Si combatte a soli nove chilometri da Kramatorsk dove il vescovo Ryabukha ha aperto la porta giubilare. «Ora mi chiedo se riuscirò a chiuderla. Sgombrate anche alcune parrocchie»
«Ho aperto la porta giubilare a Kramatorsk. Riuscirò a chiuderla alla fine dell’Anno Santo? O resterà una chiesa giubilare per sempre?». Il vescovo Maksym Ryabukha prova a scherzare. E da salesiano cerca di allentare la tensione. Ma il suo è un riso amaro. Sa bene che rischia di cadere in mano russa l’ultima grande città che resta in tutto e per tutto ucraina nella regione di Donetsk. La regione che dà il nome alla diocesi greco-cattolica tagliata dai mille chilometri della linea del fronte e occupata per quasi la metà dall’esercito di Mosca. «La situazione sta peggiorando - spiega il presule -. Le truppe di Putin avanzano e fanno terra bruciata intorno. Chi riesce a salvarsi e a sfuggire all’arrivo dei militari ha la possibilità di sopravvivere, nonostante abbia perso tutto. Ma c’è anche tanta della nostra gente che vive sottoterra, nei rifugi o nelle cantine, per ripararsi dalle bombe con la speranza che magari l’avanzata si fermi: tutti si augurano il prima possibile».

I progressi del Cremlino nell’oblast del Donbass hanno costretto il vescovo a sgomberare alcune parrocchie nella parte della regione che Kiev controlla. «Ma i nostri sacerdoti continuano a svolgere il loro ministero fra la popolazione, seppur in mezzo a mille difficoltà e pericoli», chiarisce il vescovo che era a Roma per accompagnare i duemila ragazzi ucraini al Giubileo dei giovani. E racconta che cosa accade ai civili quando i loro villaggi si trovano a ridosso della linea di combattimento. «Vengono inseguiti con i droni russi e colpiti. Vale per le persone; vale per le auto o i mezzi di soccorso. Una sorta di safari-killer. Un nostro giovane mi ha riferito che si è salvato per miracolo una mattina: ha sentito il rumore di un razzo, è corso via da casa con la famiglia e dopo venti secondi la sua abitazione non esisteva più. Se fosse accaduto di notte, sarebbero morti tutti».

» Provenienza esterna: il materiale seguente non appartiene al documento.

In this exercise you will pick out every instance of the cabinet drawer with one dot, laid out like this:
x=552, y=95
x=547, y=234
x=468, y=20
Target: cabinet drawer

I militari di Mosca erano a venti chilometri da Kramatorsk a fine dicembre quando Ryabukha ha dato il via all’Anno Santo nella località dell’Ucraina più vicina ai campi di battaglia. Adesso sono a nove chilometri dalla città dove si trova la chiesa giubilare. «Dicono che il progetto sia quello di accerchiarla - riflette il vescovo -. Ogni tanto penso a che cosa può succedere quando si finisce sotto occupazione. I nostri uomini vengono arruolati e mandati a combattere contro la propria patria. Questo significa che, se un giorno sarò in un territorio controllato dai russi, dovrò andare a uccidere la mia gente».

La diocesi di Ryabukha comprende anche le regioni di Lugansk, quasi tutta capitolata, e di Zaporizhzhia che per metà è stata strappata dai soldati di Putin e che sperimenta una nuova spinta in avanti dei battaglioni russi. E include anche l’oblast di Dnipro su cui adesso punta il Cremlino. «Durante il Giubileo dei giovani - afferma il vescovo - il Papa ha fatto riferimento sia all’Ucraina, sia alla Palestina. In entrambi luoghi avvengono crimini contro l’umanità, seppur con modalità diverse. Il mondo non può tacere davanti a ciò che sta succedendo. E ci domandiamo: possibile che chi ha in mano le sorti delle nazioni non riesca a fare nulla?». Ryabukha guarda con fiducia a Leone XIV. «Sta indicando la direzione giusta. Ha incontrato molti rappresentanti della nostra gente che soffre: bambini, vedove, famiglie dei prigionieri di guerra. Tutto questo dice la sua vicinanza che ha già tradotto in impegno a fermare il conflitto».